Two-dimensional linear inequalities, are expressions in two variables of the form:
$ax + by < c \text{ and } ax + by \geq c,$
where the inequalities may either be strict or not. The solution set of such an inequality can be graphically represented by a half-plane (all the points on one "side" of a fixed line) in the Euclidean plane. The line that determines the half-planes (ax + by = c) is not included in the solution set when the inequality is strict. A simple procedure to determine which half-plane is in the solution set is to calculate the value of ax + by at a point (x_{0}, y_{0}) which is not on the line and observe whether or not the inequality is satisfied.
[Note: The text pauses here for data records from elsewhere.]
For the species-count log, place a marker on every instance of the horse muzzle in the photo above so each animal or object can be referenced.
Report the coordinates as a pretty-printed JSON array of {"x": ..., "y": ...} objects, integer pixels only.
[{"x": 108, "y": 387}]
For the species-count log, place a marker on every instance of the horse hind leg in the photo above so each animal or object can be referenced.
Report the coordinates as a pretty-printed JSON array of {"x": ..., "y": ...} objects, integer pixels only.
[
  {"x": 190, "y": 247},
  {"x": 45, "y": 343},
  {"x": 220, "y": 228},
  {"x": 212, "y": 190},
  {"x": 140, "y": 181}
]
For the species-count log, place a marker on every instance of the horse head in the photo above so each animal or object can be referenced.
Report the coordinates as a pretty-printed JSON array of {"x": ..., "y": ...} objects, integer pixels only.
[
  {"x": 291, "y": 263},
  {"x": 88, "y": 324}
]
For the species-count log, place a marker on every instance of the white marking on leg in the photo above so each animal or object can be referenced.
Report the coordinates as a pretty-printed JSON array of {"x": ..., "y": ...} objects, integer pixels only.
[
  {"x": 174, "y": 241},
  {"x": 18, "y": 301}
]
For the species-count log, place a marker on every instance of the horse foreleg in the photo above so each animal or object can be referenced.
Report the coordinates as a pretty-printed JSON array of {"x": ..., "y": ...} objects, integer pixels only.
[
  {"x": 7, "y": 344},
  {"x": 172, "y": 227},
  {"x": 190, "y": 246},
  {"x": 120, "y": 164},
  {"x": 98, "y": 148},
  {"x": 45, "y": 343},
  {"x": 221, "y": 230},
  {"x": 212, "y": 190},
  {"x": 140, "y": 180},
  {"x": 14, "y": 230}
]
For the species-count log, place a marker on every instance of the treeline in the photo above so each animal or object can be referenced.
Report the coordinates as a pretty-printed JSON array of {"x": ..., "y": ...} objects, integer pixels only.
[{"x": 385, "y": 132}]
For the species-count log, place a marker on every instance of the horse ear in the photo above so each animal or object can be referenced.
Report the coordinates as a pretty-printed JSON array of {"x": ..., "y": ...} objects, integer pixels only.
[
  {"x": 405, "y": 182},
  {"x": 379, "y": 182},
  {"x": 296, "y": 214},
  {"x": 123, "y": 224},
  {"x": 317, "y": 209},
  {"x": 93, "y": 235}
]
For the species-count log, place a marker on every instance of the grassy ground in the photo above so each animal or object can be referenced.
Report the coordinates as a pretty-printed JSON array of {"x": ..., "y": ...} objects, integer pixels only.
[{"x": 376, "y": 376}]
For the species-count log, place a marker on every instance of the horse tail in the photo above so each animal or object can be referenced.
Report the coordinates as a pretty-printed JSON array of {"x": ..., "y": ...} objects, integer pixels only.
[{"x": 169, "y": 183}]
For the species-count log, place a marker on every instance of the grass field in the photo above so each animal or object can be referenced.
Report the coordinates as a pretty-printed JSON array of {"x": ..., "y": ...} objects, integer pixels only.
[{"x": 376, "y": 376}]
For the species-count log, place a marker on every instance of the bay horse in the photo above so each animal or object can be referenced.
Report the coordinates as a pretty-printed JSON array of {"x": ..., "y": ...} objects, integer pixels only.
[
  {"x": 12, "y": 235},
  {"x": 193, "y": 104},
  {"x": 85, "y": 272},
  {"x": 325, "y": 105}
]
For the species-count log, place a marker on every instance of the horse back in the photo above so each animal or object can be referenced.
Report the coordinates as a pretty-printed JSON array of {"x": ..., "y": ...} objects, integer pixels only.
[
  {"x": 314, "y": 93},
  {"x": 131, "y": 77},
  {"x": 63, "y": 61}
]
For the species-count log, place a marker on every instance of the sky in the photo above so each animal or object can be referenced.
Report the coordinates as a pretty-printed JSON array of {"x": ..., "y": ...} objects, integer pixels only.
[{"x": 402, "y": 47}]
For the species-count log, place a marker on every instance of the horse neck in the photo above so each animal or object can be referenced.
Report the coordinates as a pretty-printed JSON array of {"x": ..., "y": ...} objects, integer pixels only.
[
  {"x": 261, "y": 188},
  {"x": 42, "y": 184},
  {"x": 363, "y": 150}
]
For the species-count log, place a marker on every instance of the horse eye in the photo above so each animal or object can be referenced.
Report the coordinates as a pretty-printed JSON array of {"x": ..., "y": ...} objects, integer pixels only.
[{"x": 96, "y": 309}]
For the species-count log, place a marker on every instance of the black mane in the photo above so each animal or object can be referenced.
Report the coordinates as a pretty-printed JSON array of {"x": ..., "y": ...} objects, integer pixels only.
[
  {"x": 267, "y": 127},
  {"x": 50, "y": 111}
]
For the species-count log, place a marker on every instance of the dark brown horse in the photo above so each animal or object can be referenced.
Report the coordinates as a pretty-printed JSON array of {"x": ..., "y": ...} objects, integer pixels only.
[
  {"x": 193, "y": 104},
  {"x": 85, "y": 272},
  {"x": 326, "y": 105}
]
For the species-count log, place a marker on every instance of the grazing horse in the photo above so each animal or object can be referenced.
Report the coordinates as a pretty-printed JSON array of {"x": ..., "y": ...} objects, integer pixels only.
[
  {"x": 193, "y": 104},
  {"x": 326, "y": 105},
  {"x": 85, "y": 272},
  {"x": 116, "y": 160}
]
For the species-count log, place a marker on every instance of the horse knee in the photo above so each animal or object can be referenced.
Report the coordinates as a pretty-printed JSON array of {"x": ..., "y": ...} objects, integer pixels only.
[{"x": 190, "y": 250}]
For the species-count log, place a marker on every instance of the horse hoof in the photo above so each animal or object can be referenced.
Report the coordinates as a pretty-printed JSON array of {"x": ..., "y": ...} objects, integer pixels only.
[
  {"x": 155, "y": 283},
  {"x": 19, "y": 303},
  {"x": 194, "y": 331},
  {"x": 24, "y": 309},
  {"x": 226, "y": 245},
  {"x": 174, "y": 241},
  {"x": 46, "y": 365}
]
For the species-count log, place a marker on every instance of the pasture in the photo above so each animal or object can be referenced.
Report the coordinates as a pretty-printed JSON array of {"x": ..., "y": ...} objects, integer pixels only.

For example, to draw the solution set of x + 3y < 9, one first draws the line with equation x + 3y = 9 as a dotted line, to indicate that the line is not included in the solution set since the inequality is strict. Then, pick a convenient point not on the line, such as (0,0). Since 0 + 3(0) = 0 < 9, this point is in the solution set, so the half-plane containing this point (the half-plane "below" the line) is the solution set of this linear inequality.

===Linear inequalities in general dimensions===
In R^{n} linear inequalities are the expressions that may be written in the form

$f(\bar{x}) < b$ or $f(\bar{x}) \leq b,$
where f is a linear form (also called a linear functional), $\bar{x} = (x_1,x_2,\ldots,x_n)$ and b a constant real number.

More concretely, this may be written out as
$a_1 x_1 + a_2 x_2 + \cdots + a_n x_n < b$
or
$a_1 x_1 + a_2 x_2 + \cdots + a_n x_n \leq b.$

Here $x_1, x_2,...,x_n$ are called the unknowns, and $a_{1}, a_{2},..., a_{n}$ are called the coefficients.

Alternatively, these may be written as

$g(x) < 0 \,$ or $g(x) \leq 0,$
where g is an affine function.

That is
 $a_0 + a_1 x_1 + a_2 x_2 + \cdots + a_n x_n < 0$
or
 $a_0 + a_1 x_1 + a_2 x_2 + \cdots + a_n x_n \leq 0.$

Note that any inequality containing a "greater than" or a "greater than or equal" sign can be rewritten with a "less than" or "less than or equal" sign, so there is no need to define linear inequalities using those signs.

===Systems of linear inequalities===
A system of linear inequalities is a set of linear inequalities in the same variables:

$$\begin{alignat}{7}
a_{11} x_1 &&\; + \;&& a_{12} x_2 &&\; + \cdots + \;&& a_{1n} x_n &&\; \leq \;&&& b_1 \\
a_{21} x_1 &&\; + \;&& a_{22} x_2 &&\; + \cdots + \;&& a_{2n} x_n &&\; \leq \;&&& b_2 \\
\vdots\;\;\; && && \vdots\;\;\; && && \vdots\;\;\; && &&& \;\vdots \\
a_{m1} x_1 &&\; + \;&& a_{m2} x_2 &&\; + \cdots + \;&& a_{mn} x_n &&\; \leq \;&&& b_m \\
\end{alignat}$$
Here $x_1,\ x_2,...,x_n$ are the unknowns, $a_{11},\ a_{12},...,\ a_{mn}$ are the coefficients of the system, and $b_1,\ b_2,...,b_m$ are the constant terms.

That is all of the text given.